Keep health care decisions in the hands of physicians
A growing number of independent health care providers in the United States are practicing medicine without any oversight by an experienced physician. Many patients are unfamiliar with this trend and sometimes unaware whether their own medical clinician is a real doctor.
Virginia and 22 other states license nurse practitioners to diagnose and treat the sick in a freestanding setting without any physician supervision. At a time when health care has become so complex, this level of medical practice has created a lower standard of care for some.
For years doctors have successfully worked together with physician assistants (PAs) and nurse practitioners (NPs) in the same practice site. It is a collaborative approach in which NPs and PAs evaluate patients commensurate with their training while physicians who monitor their proficiency are readily available for consultation in complicated cases.
This is a very common organizational design today in many primary care and medical specialists’ offices.
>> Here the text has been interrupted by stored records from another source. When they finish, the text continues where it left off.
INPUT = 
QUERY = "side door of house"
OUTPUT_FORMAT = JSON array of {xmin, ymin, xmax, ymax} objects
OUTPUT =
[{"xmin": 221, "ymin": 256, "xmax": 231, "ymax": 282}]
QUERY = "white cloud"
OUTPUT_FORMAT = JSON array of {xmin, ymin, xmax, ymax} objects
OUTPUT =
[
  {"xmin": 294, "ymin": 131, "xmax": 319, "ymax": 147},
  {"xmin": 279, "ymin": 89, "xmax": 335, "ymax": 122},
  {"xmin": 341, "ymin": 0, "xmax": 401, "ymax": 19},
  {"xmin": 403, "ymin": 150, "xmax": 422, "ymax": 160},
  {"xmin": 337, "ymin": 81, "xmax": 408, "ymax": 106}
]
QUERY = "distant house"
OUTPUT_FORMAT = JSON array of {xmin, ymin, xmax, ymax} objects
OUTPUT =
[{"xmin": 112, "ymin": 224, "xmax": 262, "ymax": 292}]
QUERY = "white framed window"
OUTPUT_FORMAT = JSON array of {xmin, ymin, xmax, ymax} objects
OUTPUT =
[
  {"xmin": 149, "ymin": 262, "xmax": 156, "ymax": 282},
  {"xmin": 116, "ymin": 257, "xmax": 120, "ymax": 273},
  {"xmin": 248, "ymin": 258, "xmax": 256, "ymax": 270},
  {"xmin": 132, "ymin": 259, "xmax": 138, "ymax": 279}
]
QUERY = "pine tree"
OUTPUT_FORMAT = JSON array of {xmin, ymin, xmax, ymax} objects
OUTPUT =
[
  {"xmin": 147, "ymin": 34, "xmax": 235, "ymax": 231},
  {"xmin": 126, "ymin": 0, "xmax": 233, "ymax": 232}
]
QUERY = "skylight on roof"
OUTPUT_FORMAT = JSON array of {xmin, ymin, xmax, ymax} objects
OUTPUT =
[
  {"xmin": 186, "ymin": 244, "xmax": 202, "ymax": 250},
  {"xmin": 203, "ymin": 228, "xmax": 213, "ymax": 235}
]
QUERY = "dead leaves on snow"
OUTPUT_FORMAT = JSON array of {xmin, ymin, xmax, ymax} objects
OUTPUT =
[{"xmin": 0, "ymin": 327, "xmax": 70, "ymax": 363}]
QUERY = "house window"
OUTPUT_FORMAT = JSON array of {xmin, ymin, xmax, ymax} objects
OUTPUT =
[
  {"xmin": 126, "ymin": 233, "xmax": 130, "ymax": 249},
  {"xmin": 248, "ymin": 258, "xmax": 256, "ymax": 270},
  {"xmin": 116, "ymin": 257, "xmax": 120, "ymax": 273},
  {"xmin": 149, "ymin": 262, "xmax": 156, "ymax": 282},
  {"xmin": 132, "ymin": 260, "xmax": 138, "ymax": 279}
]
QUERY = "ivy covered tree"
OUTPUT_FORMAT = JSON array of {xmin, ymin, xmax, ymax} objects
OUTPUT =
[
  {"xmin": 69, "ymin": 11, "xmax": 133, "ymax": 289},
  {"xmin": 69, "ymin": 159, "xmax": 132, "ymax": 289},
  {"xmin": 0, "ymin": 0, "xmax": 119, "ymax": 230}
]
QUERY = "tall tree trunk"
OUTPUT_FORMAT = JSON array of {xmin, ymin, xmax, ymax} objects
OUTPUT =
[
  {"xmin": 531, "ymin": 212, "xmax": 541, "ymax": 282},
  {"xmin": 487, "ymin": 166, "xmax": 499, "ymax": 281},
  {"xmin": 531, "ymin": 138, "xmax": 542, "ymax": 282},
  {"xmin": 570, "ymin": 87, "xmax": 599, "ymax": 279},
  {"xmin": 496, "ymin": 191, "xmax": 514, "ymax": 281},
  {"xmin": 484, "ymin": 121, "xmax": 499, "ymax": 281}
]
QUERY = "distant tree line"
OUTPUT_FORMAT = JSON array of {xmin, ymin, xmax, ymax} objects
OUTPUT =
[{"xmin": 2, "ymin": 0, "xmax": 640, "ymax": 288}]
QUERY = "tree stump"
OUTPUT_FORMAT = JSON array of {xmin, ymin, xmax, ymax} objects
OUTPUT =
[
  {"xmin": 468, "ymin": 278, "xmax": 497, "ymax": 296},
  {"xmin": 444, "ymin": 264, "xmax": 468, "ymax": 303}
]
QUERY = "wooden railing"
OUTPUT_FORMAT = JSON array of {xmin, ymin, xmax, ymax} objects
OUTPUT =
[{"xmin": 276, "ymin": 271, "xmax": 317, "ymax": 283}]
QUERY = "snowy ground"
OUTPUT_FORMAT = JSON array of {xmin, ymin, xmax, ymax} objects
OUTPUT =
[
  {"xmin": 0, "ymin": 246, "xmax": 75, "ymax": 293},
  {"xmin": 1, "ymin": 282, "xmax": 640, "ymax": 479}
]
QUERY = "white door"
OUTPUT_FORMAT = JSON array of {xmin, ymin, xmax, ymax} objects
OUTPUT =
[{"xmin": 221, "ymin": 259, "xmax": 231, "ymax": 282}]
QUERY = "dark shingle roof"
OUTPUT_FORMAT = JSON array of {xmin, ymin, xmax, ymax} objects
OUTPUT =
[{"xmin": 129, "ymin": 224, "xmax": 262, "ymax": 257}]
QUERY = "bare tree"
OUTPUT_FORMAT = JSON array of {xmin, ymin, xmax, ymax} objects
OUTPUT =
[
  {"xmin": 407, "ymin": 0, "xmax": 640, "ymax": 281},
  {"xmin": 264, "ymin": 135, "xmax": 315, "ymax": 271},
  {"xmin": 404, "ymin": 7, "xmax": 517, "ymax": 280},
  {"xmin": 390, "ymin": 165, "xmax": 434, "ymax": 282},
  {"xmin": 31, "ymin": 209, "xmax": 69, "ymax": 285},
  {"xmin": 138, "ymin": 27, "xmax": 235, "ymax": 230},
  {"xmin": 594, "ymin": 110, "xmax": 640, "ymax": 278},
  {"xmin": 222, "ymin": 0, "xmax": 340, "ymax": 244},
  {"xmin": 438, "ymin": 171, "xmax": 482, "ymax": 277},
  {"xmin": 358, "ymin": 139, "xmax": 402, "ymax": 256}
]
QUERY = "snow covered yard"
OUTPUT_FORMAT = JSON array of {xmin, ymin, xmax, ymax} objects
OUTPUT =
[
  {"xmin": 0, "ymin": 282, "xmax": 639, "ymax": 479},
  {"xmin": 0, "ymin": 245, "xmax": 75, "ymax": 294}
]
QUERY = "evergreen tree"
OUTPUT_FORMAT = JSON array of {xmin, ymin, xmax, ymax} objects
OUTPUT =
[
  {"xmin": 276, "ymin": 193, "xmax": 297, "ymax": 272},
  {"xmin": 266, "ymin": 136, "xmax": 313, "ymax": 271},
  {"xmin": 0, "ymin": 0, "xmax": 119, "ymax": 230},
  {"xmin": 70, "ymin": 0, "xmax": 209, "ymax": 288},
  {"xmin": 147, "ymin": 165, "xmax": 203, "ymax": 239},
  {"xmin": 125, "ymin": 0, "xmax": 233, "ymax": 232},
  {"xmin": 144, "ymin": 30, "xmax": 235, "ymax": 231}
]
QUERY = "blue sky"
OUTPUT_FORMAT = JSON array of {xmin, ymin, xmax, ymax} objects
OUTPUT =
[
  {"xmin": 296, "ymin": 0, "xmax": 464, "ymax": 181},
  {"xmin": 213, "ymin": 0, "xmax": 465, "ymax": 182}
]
It enhances a patient’s encounter by increasing efficiency and is the best utilization of PAs and NPs skills.
But for a segment of nurse practitioners, being a member of a physician-led medical team is not a satisfactory arrangement.
In the final decades of the 20th century, nurse practitioners’ professional organizations sought legislation to expand their scope of clinical care and responsibilities beyond their traditional role as physician extenders. The goal was clear: practice independently without a doctor’s surveillance and be paid directly for their services.
To achieve this aspiration, lobbyists advanced the notion that unrestricted nurse practitioners would increase access to health care for the underserved rural areas. In addition, advocates asserted NPs would be less costly and of equal caliber to physicians. This dialogue resonated with many politicians.
A federal law granted nurse practitioners payment from Medicare. Their role was further enhanced in the Affordable Care Act, and currently licensure for autonomous practice is a reality in nearly 50% of states.
A state license, however, does not authenticate that independent nurse practitioners’ function at an equivalent level of clinical expertise as doctors. No credible studies have been performed that substantiate the efficaciousness of medical care provided by nurse practitioners in a setting that does not have physician supervision.
Since there is no national licensure test for nurse practitioners, there are variable criteria from state to state to obtain a license to practice autonomously.
A major concern is that stand-alone nurse practitioners do not possess the broader expertise necessary to identify and treat complicated multi-system conditions. A newly graduated NPs hours of clinical instruction is equivalent to a third-year medical student. A physicians’ greater in-depth training provides a more pronounced capability to solve complex diagnostic dilemmas.
Free-standing nurse practitioners have not appreciably increased access to medical care for underserved citizens. Current surveys of geographic distribution are telling: only 5.5% practice in remote rural locations.
Unfettered nurse practitioners have not reduced overall costs. Studies have found that health care providers with less education and training are more likely to increase health care expenditures.
They have a lower threshold to refer to specialists, use more laboratory tests, order unnecessary diagnostic imaging and prescribe more drugs than physicians.
The COVID-19 epidemic has highlighted how intensive care unit doctors collaborate with highly trained nurses and other experienced medical personnel to treat this complicated infection. At that heightened level of care, physician expertise is the driving force behind the positive outcomes achieved for these very sick patients.
Outside the hospital, in the frontline practice of medicine, expert skills and training are no less important. The increased presence and burgeoning utilization of less qualified non-physician independent practitioners is diluting the level of modern health care to segments of the population.